The third goal is to link these two workload-optimized processor domains via a high-performance, virtualization-aware communications path. Zero-copy drivers allow for fast and efficient big-block transfers of data from the I/O to multiple cores, virtual machines, or virtual end points. The two multicore processor domains are linked by PCI Express 2.0’s I/O Virtualization (IOV) and can be further enhanced with Intel’s VTd support. This high-performance, network I/O-aware communications path provides the final link between the multicore network-optimized flow processors and the general-purpose multicore application processors.

Outperforming the rest

This heterogeneous multicore architecture is ideally suited for intelligent, high-performance data plane applications.

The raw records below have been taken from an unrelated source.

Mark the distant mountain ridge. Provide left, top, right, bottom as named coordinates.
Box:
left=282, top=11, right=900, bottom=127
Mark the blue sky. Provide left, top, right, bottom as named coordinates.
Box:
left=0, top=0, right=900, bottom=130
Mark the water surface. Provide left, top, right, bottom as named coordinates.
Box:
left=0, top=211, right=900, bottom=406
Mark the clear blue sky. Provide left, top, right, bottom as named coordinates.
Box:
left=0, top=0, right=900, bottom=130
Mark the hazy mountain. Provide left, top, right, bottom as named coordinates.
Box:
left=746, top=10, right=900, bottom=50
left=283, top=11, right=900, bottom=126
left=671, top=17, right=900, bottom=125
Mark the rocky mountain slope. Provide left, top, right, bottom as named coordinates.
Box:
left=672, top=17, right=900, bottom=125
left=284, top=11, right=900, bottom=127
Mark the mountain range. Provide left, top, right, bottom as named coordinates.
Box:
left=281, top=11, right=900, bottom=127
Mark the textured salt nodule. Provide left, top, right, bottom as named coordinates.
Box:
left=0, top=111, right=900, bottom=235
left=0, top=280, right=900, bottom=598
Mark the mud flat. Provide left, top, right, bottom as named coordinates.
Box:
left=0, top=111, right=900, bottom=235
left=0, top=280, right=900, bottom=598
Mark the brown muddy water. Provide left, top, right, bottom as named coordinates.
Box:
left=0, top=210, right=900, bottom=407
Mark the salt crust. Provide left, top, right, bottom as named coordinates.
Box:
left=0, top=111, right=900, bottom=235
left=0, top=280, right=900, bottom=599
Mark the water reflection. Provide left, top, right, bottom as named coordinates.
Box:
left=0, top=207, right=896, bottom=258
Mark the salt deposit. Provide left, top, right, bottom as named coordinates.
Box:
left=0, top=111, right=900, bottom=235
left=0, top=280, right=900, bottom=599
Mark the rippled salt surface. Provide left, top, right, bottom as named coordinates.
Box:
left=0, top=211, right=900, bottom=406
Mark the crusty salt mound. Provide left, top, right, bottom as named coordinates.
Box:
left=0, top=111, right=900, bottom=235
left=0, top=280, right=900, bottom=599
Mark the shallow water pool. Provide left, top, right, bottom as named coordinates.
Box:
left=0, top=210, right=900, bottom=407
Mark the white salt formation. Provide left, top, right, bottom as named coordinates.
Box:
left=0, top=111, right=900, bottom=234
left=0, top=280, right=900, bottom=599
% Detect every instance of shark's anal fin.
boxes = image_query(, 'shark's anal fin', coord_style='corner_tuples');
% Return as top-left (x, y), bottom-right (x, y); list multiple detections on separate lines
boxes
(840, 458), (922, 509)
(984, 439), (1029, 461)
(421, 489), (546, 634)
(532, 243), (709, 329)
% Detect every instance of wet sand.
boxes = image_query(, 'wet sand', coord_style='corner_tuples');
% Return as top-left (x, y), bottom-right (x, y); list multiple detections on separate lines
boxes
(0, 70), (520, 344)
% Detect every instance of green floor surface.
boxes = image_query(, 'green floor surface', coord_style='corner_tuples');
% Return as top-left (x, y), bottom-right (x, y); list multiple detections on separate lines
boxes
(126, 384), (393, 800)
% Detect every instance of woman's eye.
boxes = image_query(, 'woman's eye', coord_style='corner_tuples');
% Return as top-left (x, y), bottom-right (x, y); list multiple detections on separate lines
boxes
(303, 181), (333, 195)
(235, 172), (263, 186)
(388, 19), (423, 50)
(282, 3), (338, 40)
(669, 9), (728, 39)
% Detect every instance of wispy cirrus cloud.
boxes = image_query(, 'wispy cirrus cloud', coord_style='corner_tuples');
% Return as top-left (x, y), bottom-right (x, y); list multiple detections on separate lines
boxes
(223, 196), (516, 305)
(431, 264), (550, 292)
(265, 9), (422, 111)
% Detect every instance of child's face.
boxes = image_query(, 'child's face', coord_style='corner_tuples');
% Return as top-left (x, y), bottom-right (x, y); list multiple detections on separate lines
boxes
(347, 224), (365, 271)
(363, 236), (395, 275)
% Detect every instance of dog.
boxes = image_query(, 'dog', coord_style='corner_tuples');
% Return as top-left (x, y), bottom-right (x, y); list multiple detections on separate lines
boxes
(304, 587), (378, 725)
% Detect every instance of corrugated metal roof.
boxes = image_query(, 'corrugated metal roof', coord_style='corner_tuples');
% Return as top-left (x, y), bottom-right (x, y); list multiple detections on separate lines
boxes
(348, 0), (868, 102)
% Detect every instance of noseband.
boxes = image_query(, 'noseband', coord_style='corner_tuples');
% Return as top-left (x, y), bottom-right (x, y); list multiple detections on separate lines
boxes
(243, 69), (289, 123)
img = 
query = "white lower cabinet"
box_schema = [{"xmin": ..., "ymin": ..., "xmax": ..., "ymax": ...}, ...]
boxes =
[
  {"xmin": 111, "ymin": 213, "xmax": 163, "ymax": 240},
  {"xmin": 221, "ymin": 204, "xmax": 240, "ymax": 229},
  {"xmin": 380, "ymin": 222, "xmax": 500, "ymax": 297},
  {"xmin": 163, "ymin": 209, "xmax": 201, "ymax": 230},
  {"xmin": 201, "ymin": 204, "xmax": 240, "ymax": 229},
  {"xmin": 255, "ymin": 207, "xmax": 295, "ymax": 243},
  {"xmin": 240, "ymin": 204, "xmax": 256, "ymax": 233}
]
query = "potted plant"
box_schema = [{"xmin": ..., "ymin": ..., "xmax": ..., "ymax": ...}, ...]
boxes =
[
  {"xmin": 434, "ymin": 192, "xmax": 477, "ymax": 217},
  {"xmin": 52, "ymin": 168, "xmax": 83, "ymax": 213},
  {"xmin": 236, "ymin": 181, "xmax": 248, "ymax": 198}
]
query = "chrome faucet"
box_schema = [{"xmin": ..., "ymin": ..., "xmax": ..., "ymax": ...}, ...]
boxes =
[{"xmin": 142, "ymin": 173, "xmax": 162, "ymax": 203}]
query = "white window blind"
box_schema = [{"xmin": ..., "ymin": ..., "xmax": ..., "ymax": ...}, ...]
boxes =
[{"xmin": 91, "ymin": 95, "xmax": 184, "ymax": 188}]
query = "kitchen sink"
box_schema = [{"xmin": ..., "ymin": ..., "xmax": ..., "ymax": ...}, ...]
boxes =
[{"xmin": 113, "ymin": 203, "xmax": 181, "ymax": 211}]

By applying dedicated multicore processors optimized for L2-L7 network functions, the general-purpose cores operate more efficiently, allowing networking applications to significantly boost performance, reduce latency, and increase the number of effective processing cycles per packet. The highly structured and preprocessed data improves memory efficiency and memory bandwidth, reducing cache misses and processor stalls. The task-optimized multicore processors provide the highest performance-to-power consumption ratio available.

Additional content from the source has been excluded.